Bu tutulmanın ana sorularını, hem kendimize, hem bugün sahip olduğumuz Cumhuriyeti oluşturan bireyler olarak, biraradaki bu mevcudiyetimize yöneltmemiz yerinde olacaktır:
Bu sorular kuşkusuz hem bizi, hem içine doğduğumuz toprakları ilgilendiriyor. Kısacık ömürlerimizde dahi tanık olduğumuz bunca kaosun, kaybın, savaşın ve acının içerisinde, bir çiçek gibi huzurla açmak ve bu huzuru yanımızdaki tomurcuklara da bulaştırıp, koskoca bir çiçek bahçesi yaratmak bizim elimizde.
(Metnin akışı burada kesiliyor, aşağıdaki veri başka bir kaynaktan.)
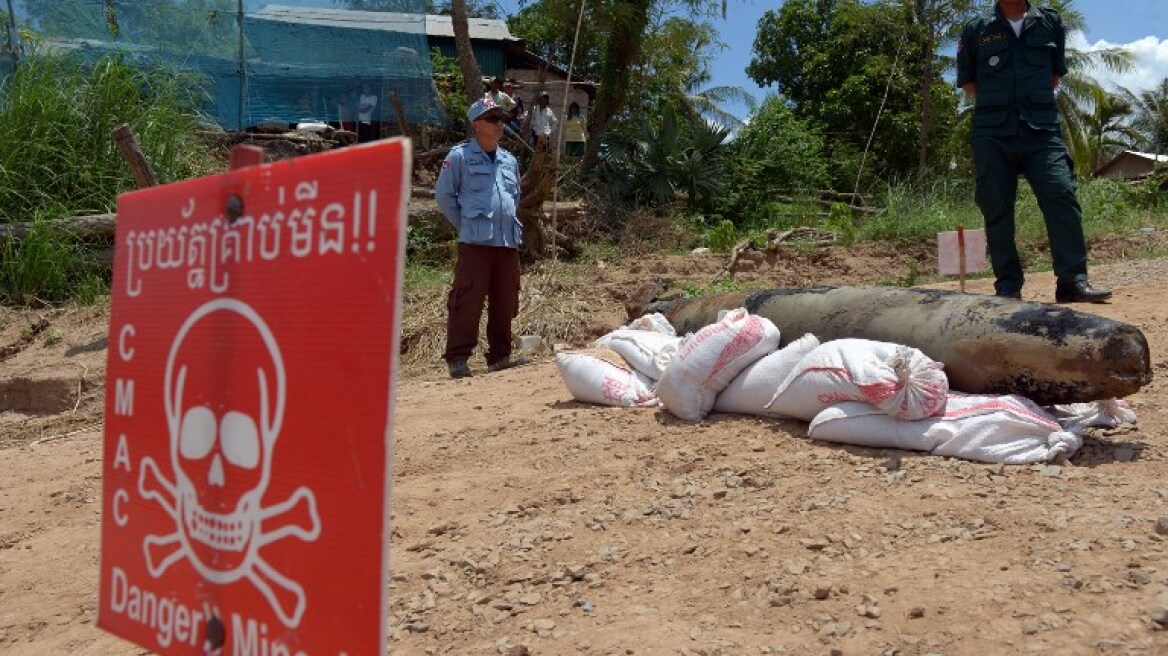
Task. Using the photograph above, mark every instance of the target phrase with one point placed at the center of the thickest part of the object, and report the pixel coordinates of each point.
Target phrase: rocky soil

Hiç şüphesiz, 100 yıl önce de kimse bir çiçek bahçesi vaat etmemiş, işi kolaylaştırmamış, altın tepsiyle kolaylık ve ihtişam sunmamıştı. Ve biz de şimdi yeniden başarabiliriz, kaybede kaybede, yitire yitire, yorula yorula ve her defasında bıktım dediğimiz noktadan, yeniden başlayarak.
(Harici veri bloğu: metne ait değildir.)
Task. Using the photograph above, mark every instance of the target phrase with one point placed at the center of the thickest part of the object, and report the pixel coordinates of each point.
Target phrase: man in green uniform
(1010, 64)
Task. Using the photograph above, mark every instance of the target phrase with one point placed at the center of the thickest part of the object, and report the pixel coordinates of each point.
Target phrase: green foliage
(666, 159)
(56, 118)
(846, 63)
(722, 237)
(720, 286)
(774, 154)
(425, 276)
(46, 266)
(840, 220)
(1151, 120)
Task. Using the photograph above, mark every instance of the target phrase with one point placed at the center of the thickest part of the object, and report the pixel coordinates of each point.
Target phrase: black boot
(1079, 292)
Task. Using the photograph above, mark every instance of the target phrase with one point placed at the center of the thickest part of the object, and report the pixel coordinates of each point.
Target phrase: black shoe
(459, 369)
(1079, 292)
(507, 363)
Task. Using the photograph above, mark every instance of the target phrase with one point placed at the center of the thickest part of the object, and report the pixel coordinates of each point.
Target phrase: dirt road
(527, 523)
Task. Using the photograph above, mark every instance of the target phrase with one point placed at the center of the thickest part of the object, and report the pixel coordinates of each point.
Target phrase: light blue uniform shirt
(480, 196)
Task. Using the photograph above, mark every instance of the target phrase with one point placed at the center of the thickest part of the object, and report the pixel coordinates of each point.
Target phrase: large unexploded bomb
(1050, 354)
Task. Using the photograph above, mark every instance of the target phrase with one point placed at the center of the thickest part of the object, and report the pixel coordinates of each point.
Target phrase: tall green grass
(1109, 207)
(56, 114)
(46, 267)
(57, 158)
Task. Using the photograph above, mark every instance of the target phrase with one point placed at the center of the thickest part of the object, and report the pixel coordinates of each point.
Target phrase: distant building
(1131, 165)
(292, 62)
Çünkü o hiç bıkmamış, bırakmamıştı.
Yeniden başlayabiliriz, bir borç ya da bir görev gibi değil, bir inanç, bir ülkü, bir yaşam felsefesi gibi…
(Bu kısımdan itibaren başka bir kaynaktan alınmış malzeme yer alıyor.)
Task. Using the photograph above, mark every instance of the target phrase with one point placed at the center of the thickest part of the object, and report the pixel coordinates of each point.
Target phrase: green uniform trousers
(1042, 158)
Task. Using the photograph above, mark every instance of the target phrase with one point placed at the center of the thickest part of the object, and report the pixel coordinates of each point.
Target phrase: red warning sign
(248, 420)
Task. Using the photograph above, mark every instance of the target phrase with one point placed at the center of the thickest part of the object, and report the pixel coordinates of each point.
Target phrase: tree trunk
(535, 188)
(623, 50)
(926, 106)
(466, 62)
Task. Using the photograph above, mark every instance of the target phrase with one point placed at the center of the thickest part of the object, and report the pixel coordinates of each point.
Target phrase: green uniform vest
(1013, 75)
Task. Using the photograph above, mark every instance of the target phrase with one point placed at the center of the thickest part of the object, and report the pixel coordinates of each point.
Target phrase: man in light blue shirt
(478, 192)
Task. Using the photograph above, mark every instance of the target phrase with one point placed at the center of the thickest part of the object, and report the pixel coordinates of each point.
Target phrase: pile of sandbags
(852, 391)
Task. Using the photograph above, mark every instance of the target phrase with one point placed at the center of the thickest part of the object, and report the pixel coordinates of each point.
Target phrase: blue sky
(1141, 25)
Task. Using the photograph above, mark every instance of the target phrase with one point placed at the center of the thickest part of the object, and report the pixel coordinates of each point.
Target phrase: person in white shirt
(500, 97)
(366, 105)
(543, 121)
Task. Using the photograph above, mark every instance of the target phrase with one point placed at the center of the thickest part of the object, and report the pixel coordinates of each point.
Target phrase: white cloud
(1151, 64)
Kolektif bilinçaltından bilinçli zihinlere yerleşen o makbul bilgiye katılıyorum. Büyük yükseliş bu topraklardan başlayacak ve büyük vazifeli Atam’ın ışığı bize her zaman rehber olacak. Bu ışığı taşıyabilecek güçte ve cesarette olmamız, zorluklardan yılmamamız, bu toprağın altında yatan bilgeliğe güvenmemiz yeni yüzyılımızda daha da önem kazanıyor. Her güzel çiçeğin karşısında onu devirmek isteyecek bir rüzgarın olacağını, çiçeğin olanca kırılganlığıyla eğilmeden durabilmeyi başardığı gün köklerini sağlamlaştıracağını anlamamız gerekiyor.
Bıkmadan, usanmadan, bırakmadan.
Çünkü, karanlıktan şafağa bir anda çıkılmıyor.
Türkiye Cumhuriyetimizin 100. yaşı kutlu olsun, ilelebet ve daima ileriye!